There are two directives that help with breaking the configuration files into separate files:

  • include: to include a specific file at the location of the tag. This is very helpful in hosts.cfg to break it into up into files that match the structure of the network or the responsibilities for the systems.
  • directory: to include all files in a directory.

The include tags can be nested too, so an included file may itself contain include tags.

Examples to follow …

using include for the hosts-file

The include-tag does what one would expect: it includes the specified file at the current position. The hosts.cfg-file may contain the following line

include /usr/lib/xymon/server/etc/hosts-dmz.cfg

to include the file that contains all monitored hosts in the DMZ only.

That way the main hosts.cfg may only contain the basic structure and all (main-) pages are in separate files that are included at the correct position.

For larger teams this also helps with collisions with file-edits.

using directory for new graphing definitions

To extend the default graphs known by Xymon in graphs.cfg the order and position of the included files does not matter so using the directory-directive is easier. It’s common (and the Debian package already does this) to have the directory to be included named like the config-file with the .cfg replaced by .d.

After appending the tag to graphs.cfg wit

echo "directory /usr/lib/xymon/server/etc/graphs.d/" >> graphs.cfg

any files placed /usr/lib/xymon/server/etc/graphs.d/ will be read and appended to the graphing definition automatically. So all graphing definitions of extensions can be placed in that directory to keep this neatly separated and updateable. Even removing an extension is just a matter of deleting the corresponding file instead of searching the relevant sections in graphs.cfg and manipulating the main graph definition file.

Also see my sample Xymon extension ttime: the graphing definitions for that extension are in the file ttime-graph.cfg:

  • append the directory-tag to graphs.cfg (if not already present):

      echo "directory /usr/lib/xymon/server/etc/graphs.d/" >> graphs.cfg
    
  • and copy the graphing-definition from the extension to that directory

      $ ls -1 /usr/lib/xymon/server/etc/graphs.d/
      ttime-graph.cfg
    

more advanced uses

The directory-tag also works in xymonserver.cfg. It is even possible to append to already defined variables.

Again the ttime extension is used to demonstrate this:

  • xymonserver.cfg: Append the inclusion of the directory to the file (if not already present)

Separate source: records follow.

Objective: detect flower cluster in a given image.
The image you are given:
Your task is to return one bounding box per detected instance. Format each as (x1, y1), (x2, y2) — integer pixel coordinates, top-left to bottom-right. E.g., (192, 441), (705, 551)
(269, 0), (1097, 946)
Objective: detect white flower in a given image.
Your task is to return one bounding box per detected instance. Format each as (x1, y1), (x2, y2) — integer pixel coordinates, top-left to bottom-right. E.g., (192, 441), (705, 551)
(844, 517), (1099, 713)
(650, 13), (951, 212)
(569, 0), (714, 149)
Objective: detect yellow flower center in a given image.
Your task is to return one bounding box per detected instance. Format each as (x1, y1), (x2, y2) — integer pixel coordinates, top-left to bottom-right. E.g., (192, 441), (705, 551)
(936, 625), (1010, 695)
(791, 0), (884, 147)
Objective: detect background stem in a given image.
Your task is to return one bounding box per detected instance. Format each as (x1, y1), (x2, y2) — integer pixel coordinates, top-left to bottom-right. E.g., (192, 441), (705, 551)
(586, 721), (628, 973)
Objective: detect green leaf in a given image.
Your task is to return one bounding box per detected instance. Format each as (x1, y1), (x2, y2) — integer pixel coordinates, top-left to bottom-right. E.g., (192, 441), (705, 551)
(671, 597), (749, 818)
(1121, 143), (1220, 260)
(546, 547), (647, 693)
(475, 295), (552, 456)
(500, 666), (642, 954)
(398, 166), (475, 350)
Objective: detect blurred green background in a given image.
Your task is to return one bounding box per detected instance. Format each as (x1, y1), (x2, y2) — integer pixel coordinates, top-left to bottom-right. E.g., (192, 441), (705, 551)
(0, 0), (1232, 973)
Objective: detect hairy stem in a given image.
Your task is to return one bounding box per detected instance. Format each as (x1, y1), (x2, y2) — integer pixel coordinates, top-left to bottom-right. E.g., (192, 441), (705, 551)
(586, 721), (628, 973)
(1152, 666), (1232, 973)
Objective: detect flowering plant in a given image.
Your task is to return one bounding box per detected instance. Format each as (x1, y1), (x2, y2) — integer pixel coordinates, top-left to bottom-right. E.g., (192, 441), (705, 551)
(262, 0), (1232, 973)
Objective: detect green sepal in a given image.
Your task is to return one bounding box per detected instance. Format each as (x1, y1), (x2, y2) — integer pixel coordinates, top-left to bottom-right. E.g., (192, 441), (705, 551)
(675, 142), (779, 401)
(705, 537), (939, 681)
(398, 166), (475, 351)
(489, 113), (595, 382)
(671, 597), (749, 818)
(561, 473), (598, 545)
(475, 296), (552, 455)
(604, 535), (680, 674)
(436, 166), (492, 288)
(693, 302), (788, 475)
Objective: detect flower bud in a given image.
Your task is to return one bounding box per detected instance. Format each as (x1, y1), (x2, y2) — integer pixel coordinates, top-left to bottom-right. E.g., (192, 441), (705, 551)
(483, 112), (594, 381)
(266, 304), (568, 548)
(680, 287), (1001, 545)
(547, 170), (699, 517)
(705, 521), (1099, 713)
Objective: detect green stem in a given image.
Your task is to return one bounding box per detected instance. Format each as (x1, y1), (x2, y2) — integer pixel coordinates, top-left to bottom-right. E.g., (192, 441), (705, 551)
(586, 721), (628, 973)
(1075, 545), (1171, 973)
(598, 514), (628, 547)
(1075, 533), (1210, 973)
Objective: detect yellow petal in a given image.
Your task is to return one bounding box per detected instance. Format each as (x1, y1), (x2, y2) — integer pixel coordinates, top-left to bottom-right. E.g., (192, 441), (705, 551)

      echo "directory /usr/lib/xymon/server/etc/xymonserver.d/" >> xymonserver.cfg
    

    (using the paths to /usr/lib/xymon also works on Debian/Ubuntu, as there is a symlink) and place the configuration file from the extension (ttime-xymonserver.cfg in this case) there:

      $ ls -1 /usr/lib/xymon/server/etc/xymonserver.d/
      ttime-xymonserver.cfg
    

    That file contains the required additions to the TEST2RRD– and GRAPHS-variables in the main configfile and the new SPLITNCV_ttime-variable to configure the NCV-graphing module of Xymon:

      $ egrep -v '^#|^$' /usr/lib/xymon/server/etc/xymonserver.d/ttime-xymonserver.cfg
      TEST2RRD+=",ttime=ncv"
      SPLITNCV_ttime="epoch:DERIVE,hour:GAUGE,min:GAUGE,sec:GAUGE"
      GRAPHS+=",ttime"
    
  • clientlaunch.cfg: This works the same way as above, just replace xymonserver by clientlaunch.

The graphing was shown above already.

and more …

This also works with the other configuration-files, e.g. adding a new simple tcp-check for CFEngine3 could be done by adding the the directory-tag to the protocols.cfg file and creating a new definition file like:

$ cat /usr/lib/xymon/server/etc/protocols.d/cfengine.cfg
## CFEngine3 default-port
[cf3conn]
    port 5308

And test the hosts running cf-serverd of CFEngine3 by adding the (new) cf3conn-tag to them in hosts.cfg.

Conclusion

The two options shown above to break up the configuration files of Xymon can make the overall configuration much cleaner, easier to understand and mutch better maintainable.

Of course directory ignores common package-manager files from deb and rpm packages, RCS-file, dot-file and files ending with a tilde.

The official documentation can be found in hosts.cfg(5) in the section “TAGS RECOGNIZED BY ALL TOOLS”.